Ultimately, she wasn’t all that impressed by either me or my ability to read feudal interstellar societal science fiction, but Paul Atreides, The Bene Gesserit, The Fremen, and The Spice Melange left a lasting impression on me.

Unavoidable circumstances after college pulled me away from writing for longer than I’m happy to admit, but today marks the completion of my one hundred and seventy-fifth short story since I was lured back into writing after reading a copy of Harlan Ellison’s short story collection, Strange Wine, in a public library tucked away in Portsmouth Virginia.

Another mind-altering experience, as Harlan introduced me to the world of speculative fiction.

This milestone doesn’t include my detours into graphic novel self-publishing or article writing and short/feature-length screenwriting.
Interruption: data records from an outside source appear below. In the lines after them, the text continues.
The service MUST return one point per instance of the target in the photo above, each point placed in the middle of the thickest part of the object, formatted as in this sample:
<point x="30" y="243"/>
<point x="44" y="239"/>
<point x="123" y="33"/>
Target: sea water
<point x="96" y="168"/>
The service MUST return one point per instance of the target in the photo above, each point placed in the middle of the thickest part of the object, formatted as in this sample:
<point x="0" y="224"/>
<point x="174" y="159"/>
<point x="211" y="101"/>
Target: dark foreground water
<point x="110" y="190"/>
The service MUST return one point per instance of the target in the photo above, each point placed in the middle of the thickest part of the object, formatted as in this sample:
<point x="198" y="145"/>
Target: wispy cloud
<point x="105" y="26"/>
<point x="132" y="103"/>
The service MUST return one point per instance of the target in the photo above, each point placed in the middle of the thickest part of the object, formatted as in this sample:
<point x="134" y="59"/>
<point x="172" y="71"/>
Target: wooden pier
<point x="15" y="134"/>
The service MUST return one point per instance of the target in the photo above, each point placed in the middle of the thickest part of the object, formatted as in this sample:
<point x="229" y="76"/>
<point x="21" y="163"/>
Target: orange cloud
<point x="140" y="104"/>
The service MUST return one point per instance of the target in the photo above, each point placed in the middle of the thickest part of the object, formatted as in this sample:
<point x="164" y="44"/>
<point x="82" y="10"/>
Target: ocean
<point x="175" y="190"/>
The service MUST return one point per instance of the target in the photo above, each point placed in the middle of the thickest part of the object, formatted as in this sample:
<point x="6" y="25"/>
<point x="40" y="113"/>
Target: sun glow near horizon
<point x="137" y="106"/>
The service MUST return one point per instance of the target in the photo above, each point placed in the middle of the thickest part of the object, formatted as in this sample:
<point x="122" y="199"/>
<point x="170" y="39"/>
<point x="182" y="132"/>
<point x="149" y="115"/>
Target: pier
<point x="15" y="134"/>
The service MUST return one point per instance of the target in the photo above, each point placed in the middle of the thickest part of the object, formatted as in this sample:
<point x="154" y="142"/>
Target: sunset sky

Nor does it include the many and various unfinished stories that inhabit my Story Box Full of Regret. Many were picked up by a number of magazines, vanity press, and now-defunct publications during the halcyon days of snail mail querying and submissions, some of which are posted on this site, two are viewable at MasticadoresIndia, and only thirteen have been forever filed away in the fad drawer due to severely outdated themes.

Of the remaining one hundred and sixty-nine stories, only six are so cringe-inducingly bad that I refuse to revise them. They serve as a reminder of just how awful my writing can be when I’m off my game and a yardstick as to how far I’ve come since my far-too-late-in-life return to the medium.

The one hundred fifty-two on the rung above are mostly inspired by actual events, ripped from the pages of my journal—when I used to keep a journal—and fictionalized into speculative and science fiction, horror, and modern-day twisted fairy tale pieces. This was when I followed that old chestnut piece of writing advice, Write what you know. These stories know the terrain well enough since they’ve been around the block a time or two. All they need is a bit of a touch-up, light revision at the most, before they make their rounds again. I’m confident they’ll find a home somewhere.

The final eleven are hatchlings, newbie stories that are a tad more introspective and feature solid speculative elements. I’m a proud Papa so I must admit that these tales are my best, though if I had my druthers I would have planted their roots more firmly in the soil of either horror or science fiction instead of having them languish somewhere in the bleed of the two genres.

Of these, four are out for approval which leaves seven that I’m in the midst of revising before they join their brothers and sisters in the cold cruel world. The aim naturally is to send them all out so that can quit bugging me about wanting to be read. They can be so annoying that way.

Cheers for humoring me as I wool-gathered.